The female vampire strolled over and dipped her finger in the gravy Shane was stirring, then lifted the finger slowly to her lips to suck it clean. She stared at Shane the whole time. And Shane, Claire realized with a helpless, unpleasant shock, stared right back.
"We'll sit for the meal now," Bishop said to Michael. "You will have the pleasure of serving us, Michael. And if your little friends decide to try to poison me, I'll have your guts out, and believe me, a vampire can suffer a very, very long time when I want him to."
Michael swallowed and nodded once. Claire sent an involuntary look toward her folks, who could not possibly have missed that.
And they hadn't. "Excuse me?" Claire's father asked, and began to rise out of his chair. "Are you threatening these kids?"
Bishop turned those cold eyes toward them, and Claire desperately thought about whether a hot iron skillet with a panful of frying eggs might be a useful weapon against a vampire. Her dad froze, halfway up.
She felt a wave of something go through the room, and her parents' eyes went blank and vague. Her dad sank down again heavily in his chair.
"No more questions," Bishop said to them. "I tire of your chatter."

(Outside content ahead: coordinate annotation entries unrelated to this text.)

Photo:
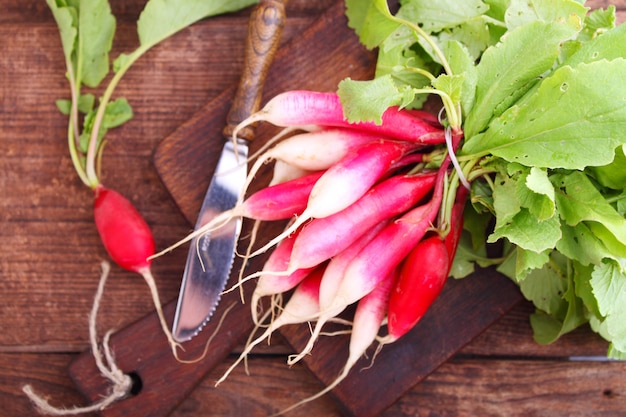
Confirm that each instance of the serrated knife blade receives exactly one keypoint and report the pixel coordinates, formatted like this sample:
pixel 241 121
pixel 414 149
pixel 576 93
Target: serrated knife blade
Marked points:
pixel 211 256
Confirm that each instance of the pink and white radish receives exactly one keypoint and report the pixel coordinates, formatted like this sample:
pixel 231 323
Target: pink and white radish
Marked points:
pixel 368 318
pixel 311 109
pixel 347 181
pixel 129 242
pixel 421 280
pixel 325 237
pixel 333 276
pixel 387 250
pixel 301 307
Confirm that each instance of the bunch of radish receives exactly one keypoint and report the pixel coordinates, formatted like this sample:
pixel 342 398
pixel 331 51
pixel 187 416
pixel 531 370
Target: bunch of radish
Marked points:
pixel 373 214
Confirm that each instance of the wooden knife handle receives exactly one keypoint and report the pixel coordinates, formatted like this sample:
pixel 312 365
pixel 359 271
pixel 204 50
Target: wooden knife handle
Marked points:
pixel 264 31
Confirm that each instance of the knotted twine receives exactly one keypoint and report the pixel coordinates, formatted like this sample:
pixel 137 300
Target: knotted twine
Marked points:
pixel 121 383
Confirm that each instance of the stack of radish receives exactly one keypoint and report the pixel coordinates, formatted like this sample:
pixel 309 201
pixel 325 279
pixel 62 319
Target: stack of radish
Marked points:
pixel 371 219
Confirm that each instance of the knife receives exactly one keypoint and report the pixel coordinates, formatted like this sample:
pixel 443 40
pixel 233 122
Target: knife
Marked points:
pixel 211 256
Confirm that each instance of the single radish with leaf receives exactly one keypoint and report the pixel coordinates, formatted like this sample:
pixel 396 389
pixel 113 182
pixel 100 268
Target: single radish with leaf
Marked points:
pixel 87 29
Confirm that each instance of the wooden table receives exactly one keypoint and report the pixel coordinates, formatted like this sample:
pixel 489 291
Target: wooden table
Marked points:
pixel 50 252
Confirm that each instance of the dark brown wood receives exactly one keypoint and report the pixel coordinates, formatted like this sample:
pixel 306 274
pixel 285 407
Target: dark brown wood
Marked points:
pixel 50 251
pixel 464 309
pixel 264 33
pixel 140 348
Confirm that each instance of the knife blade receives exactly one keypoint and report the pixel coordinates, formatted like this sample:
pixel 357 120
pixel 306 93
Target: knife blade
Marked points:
pixel 211 256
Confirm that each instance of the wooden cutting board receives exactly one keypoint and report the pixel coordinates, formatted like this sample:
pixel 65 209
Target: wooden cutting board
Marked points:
pixel 318 59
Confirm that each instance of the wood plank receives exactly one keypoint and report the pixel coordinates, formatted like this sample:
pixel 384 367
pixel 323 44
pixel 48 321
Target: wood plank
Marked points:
pixel 49 251
pixel 461 387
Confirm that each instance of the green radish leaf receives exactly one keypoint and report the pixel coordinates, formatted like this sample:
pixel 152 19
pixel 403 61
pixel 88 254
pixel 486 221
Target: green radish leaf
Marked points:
pixel 597 22
pixel 367 100
pixel 548 328
pixel 66 18
pixel 583 288
pixel 545 287
pixel 576 118
pixel 505 200
pixel 452 85
pixel 536 193
pixel 371 20
pixel 609 286
pixel 161 19
pixel 528 232
pixel 581 244
pixel 399 64
pixel 502 80
pixel 578 200
pixel 608 45
pixel 522 12
pixel 117 113
pixel 435 16
pixel 527 261
pixel 497 9
pixel 462 63
pixel 96 30
pixel 85 104
pixel 475 34
pixel 612 175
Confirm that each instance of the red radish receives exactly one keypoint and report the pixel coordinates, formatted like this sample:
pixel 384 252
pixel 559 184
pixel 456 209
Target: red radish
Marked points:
pixel 125 234
pixel 299 108
pixel 313 151
pixel 325 237
pixel 280 201
pixel 389 248
pixel 368 318
pixel 337 266
pixel 347 181
pixel 128 240
pixel 421 280
pixel 301 307
pixel 333 275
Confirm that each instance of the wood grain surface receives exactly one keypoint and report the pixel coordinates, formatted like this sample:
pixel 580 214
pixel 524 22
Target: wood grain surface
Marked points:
pixel 50 252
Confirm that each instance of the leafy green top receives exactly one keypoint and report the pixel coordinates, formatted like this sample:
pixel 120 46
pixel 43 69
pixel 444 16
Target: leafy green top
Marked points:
pixel 536 88
pixel 87 28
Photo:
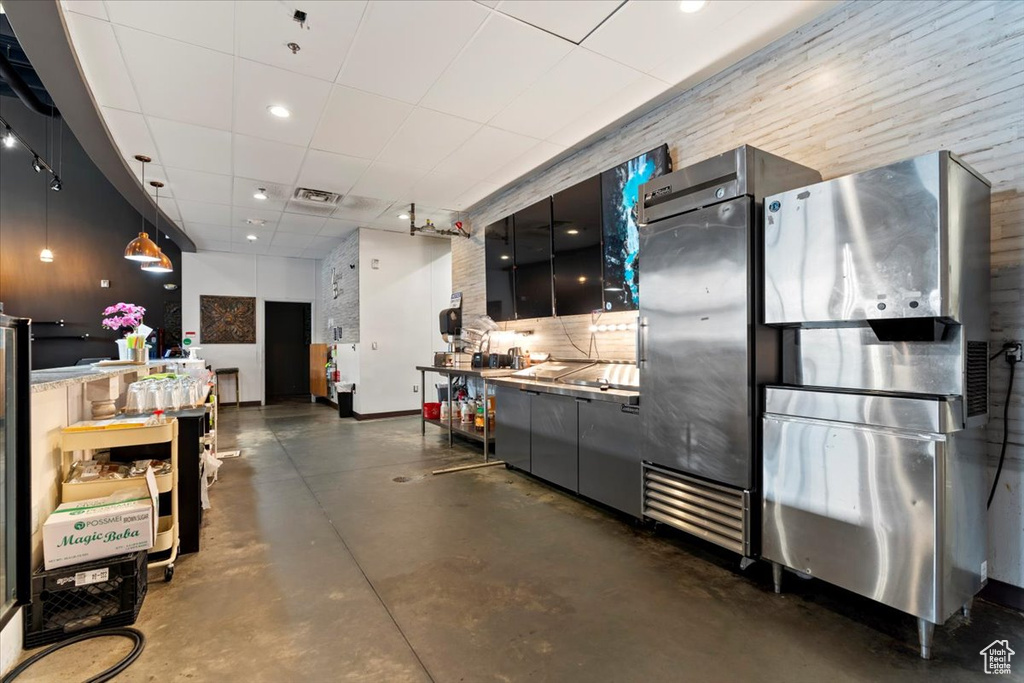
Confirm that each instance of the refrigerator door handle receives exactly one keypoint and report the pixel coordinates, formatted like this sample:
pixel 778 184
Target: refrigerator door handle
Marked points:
pixel 641 342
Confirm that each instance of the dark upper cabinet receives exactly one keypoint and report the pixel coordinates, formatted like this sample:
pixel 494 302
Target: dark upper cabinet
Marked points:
pixel 500 262
pixel 577 238
pixel 532 260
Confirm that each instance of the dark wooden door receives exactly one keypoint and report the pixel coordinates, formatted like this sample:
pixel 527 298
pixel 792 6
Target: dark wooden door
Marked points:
pixel 287 334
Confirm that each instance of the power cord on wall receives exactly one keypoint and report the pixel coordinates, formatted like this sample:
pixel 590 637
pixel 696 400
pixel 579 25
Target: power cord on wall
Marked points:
pixel 1012 350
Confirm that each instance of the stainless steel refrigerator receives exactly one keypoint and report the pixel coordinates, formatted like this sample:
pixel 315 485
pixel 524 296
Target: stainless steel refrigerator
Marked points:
pixel 875 446
pixel 702 350
pixel 15 525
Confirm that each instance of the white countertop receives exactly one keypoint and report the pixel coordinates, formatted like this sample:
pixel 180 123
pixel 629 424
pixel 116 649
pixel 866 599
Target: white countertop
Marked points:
pixel 52 378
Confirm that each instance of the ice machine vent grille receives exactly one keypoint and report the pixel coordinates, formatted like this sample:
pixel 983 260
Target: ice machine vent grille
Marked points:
pixel 977 379
pixel 715 513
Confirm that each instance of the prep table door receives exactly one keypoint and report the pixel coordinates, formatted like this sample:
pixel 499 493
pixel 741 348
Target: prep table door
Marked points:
pixel 553 439
pixel 609 455
pixel 694 337
pixel 512 427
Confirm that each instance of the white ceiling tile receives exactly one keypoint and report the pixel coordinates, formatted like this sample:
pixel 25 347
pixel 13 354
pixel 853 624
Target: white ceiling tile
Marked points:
pixel 178 81
pixel 242 215
pixel 578 84
pixel 525 163
pixel 487 150
pixel 358 124
pixel 387 181
pixel 643 35
pixel 619 104
pixel 426 137
pixel 402 46
pixel 475 194
pixel 194 147
pixel 101 61
pixel 360 209
pixel 256 158
pixel 441 189
pixel 751 26
pixel 571 19
pixel 258 86
pixel 204 212
pixel 211 245
pixel 204 23
pixel 501 60
pixel 245 188
pixel 169 207
pixel 200 186
pixel 93 8
pixel 266 28
pixel 295 240
pixel 130 134
pixel 336 173
pixel 336 227
pixel 294 222
pixel 208 232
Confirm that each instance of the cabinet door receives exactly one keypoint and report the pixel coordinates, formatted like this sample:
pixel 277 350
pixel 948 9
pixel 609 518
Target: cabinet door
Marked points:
pixel 500 269
pixel 553 439
pixel 576 228
pixel 512 426
pixel 317 370
pixel 532 261
pixel 609 455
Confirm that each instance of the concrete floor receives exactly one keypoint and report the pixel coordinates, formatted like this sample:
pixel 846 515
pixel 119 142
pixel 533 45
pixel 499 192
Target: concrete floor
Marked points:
pixel 332 554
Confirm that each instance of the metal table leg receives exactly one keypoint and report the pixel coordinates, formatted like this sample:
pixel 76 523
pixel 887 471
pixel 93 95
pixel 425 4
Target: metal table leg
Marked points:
pixel 451 437
pixel 486 420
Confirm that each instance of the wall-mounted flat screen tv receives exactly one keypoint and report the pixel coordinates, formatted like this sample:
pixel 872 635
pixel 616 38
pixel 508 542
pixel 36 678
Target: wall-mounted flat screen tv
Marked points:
pixel 620 191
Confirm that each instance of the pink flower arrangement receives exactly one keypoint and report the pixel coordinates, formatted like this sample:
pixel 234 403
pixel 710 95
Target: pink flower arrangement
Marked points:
pixel 123 315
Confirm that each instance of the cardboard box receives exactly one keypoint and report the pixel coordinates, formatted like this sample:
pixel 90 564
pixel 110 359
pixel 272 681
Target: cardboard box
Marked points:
pixel 85 530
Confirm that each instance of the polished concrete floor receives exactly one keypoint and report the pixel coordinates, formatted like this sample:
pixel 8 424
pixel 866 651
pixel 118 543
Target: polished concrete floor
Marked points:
pixel 332 554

Claire felt a surge of utter black fury. She wanted to leap on that evil old man and claw his eyes out. The only thing holding her back, in those two long seconds, was the fact that if she tried, they'd all end up dead.
Even Michael.
"Coffee?" Eve broke the silence with a desperate, brittle brightness in her tone. She grabbed the coffeepot from Michael and bore down on Claire's mom and dad like the avenging dark angel of caffeine. Claire wondered what her parents made of Eve, with her rice-powder makeup and black lipstick and raccoon eyeliner, and her dyed-black hair teased into fierce spikes.
Then again, she had coffee, and she was smiling.
"Sure," Claire's mom said, and tried a tentative smile in return. "Thank you, dear. So - did you say that man is a relative of yours?" She cast a look toward Bishop, who was exiting the kitchen and heading for the dining table in the living area. The handsome younger male vamp caught Claire's look and winked, and she hastily focused back on Eve and her parents.
"Nope," Eve said, with fear-fueled cheer. "Distant relative of Michael's. From Europe, you know. Cream?"
"Eggs are done," Claire said, and turned down the burner. "Eve - "
"I hope we have enough plates," Eve interrupted, more than a little frantic. "Jeez, I never thought I'd say this, but where's the good china? Is there good china?"
"Meaning plates without chips in the edges? Yeah. Over there." Shane pointed to a cabinet about four feet higher than Eve's head. She gave him a stare. "Don't look at me - I'm not reaching for it. Still wounded, you know." He was. Claire had forgotten that, too, in the press of all the other stuff - he was doing better, but he'd been out of the hospital only a short while. Hardly enough time to really heal up from the stab wound that had nearly killed him.
That was another good reason not to make waves unless they absolutely had to - without Shane, their ability to fight back was seriously compromised.